Adulthood is marked in American society as in most cultures worldwide, by both rituals and responsibilities. Differences in individual and collective experience and values, however, make these passages of teenage years foci of anxiety as well as badges of maturity.

Judaism and many Christian traditions celebrate rituals around adult participation in the community (Bar/Bat Mitzvah confirmation, baptism in some evangelical traditions).

American Catholies, nonetheless, have debated the meaning and timing of confirmation as a socially relevant life sacrament.

Other secular landmarks are reached—and responded to—in different ways throughout the teenage years. Obtaining a driver’s license at sixteen (with some states permitting a learner’s permit a year earlier) has become a major point of transition in an automobile culture. Freedom, responsibility and danger intertwine here in both mass culture and parental nightmares. Various commencements/graduations (especially high school), voting (at eighteen) and legal access to alcohol (at twenty-one) also indicate increasing responsibility as well as risk. These fixed ages also lead to attempts to anticipate or subvert the law, especially with regard to alcohol and tobacco.

Passages may be gendered in both religious and secular observations. Women, for example, are often still classified as adults in terms of sexuality and marriageability. In a small segment of immigrant families, female circumcision occurs as the girl reaches puberty although avoidance of this tradition has also been used to claim refugee status in the US. The quinceanos, an often lavish celebration of a girl’s fifteenth birthday has become widespread in Cuban American and other Latino groups. This represents an adaptation of debutante parties held by the Cuban elite, augmented by the newfound affluence of many exiles: one father rented the Orange Bowl, Miami’s football stadium, for a party. Coming-out parties and debutante balls are generally considered upper class (and sometimes dated) formalities, but they have also served to reinforce class endogamy.

Meanwhile, at eighteen, men have been expected to register for the selective service. In the Vietnam era, this act became a boiling point of protest, as well as a commitment with potentially devastating consequences; while the draft was ended in the 1970s, registration remains an obligation. The US, with its longstanding tradition of a volunteer army, is unusual in the absence of compulsory military service as a male rite of passage—although it may be evoked in debates like the intergenerational conflict between Bob Dole, wounded in the Second World War, and Bill Clinton, who avoided service in Vietnam.
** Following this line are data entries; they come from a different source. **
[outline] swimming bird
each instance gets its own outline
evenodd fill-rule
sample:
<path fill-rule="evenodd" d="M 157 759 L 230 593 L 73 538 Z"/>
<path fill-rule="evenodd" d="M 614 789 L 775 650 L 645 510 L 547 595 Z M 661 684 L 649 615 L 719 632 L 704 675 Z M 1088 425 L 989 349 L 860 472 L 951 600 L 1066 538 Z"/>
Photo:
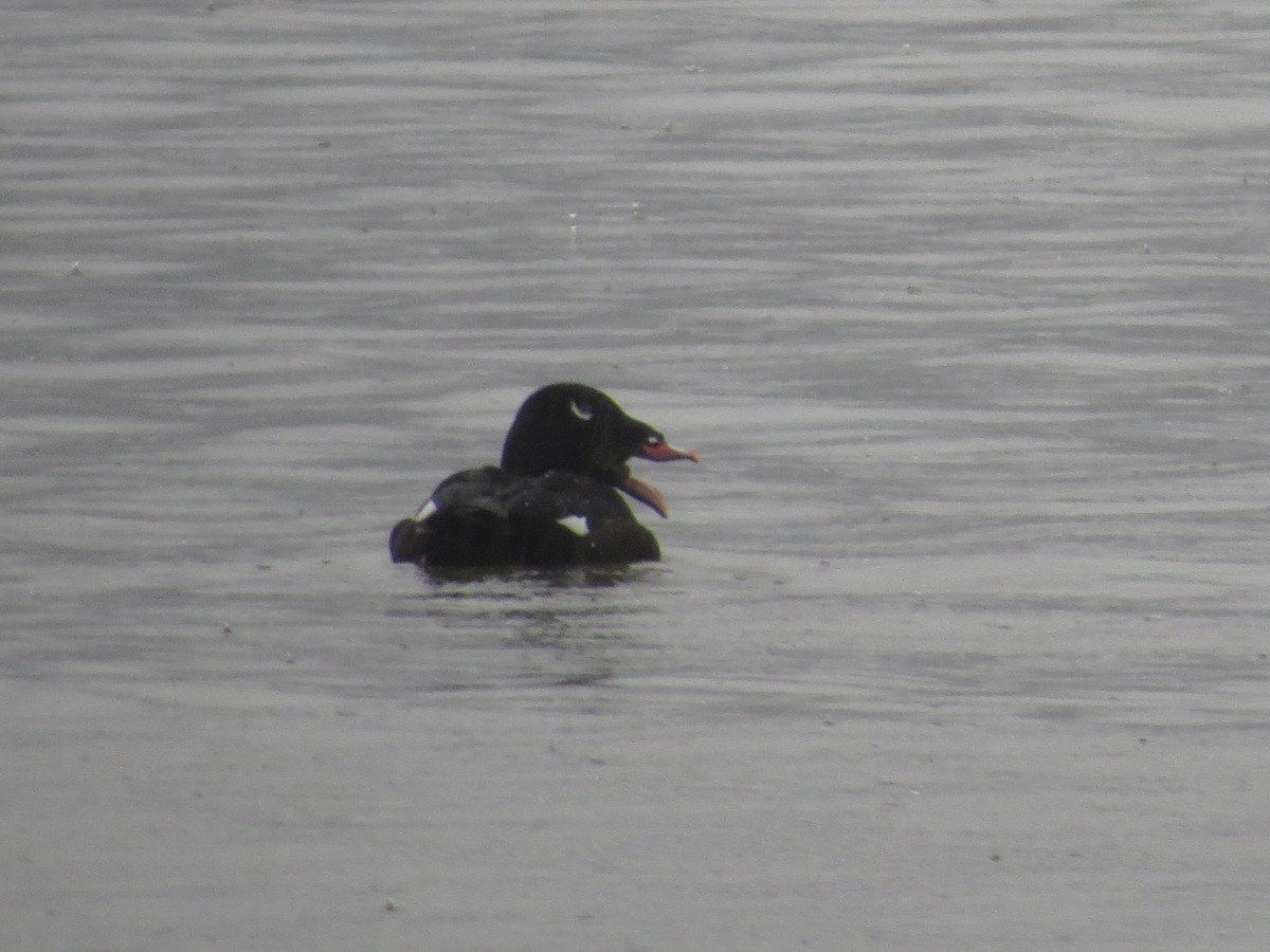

One of the crucial elements of coming of age, however, has even less ceremony: leaving home. American youths have often sought independence in living, whether moving away to college, taking an apartment with work-mates, joining a commune or defining a separate space in the home (basement or garage apartment). This can also be linked to entry into the job market and is hence dependent on cycles of employment opportunity. Since the 1980s, media have also focused on children who stay—or return— to the family home in their twenties or thirties as social dilemmas.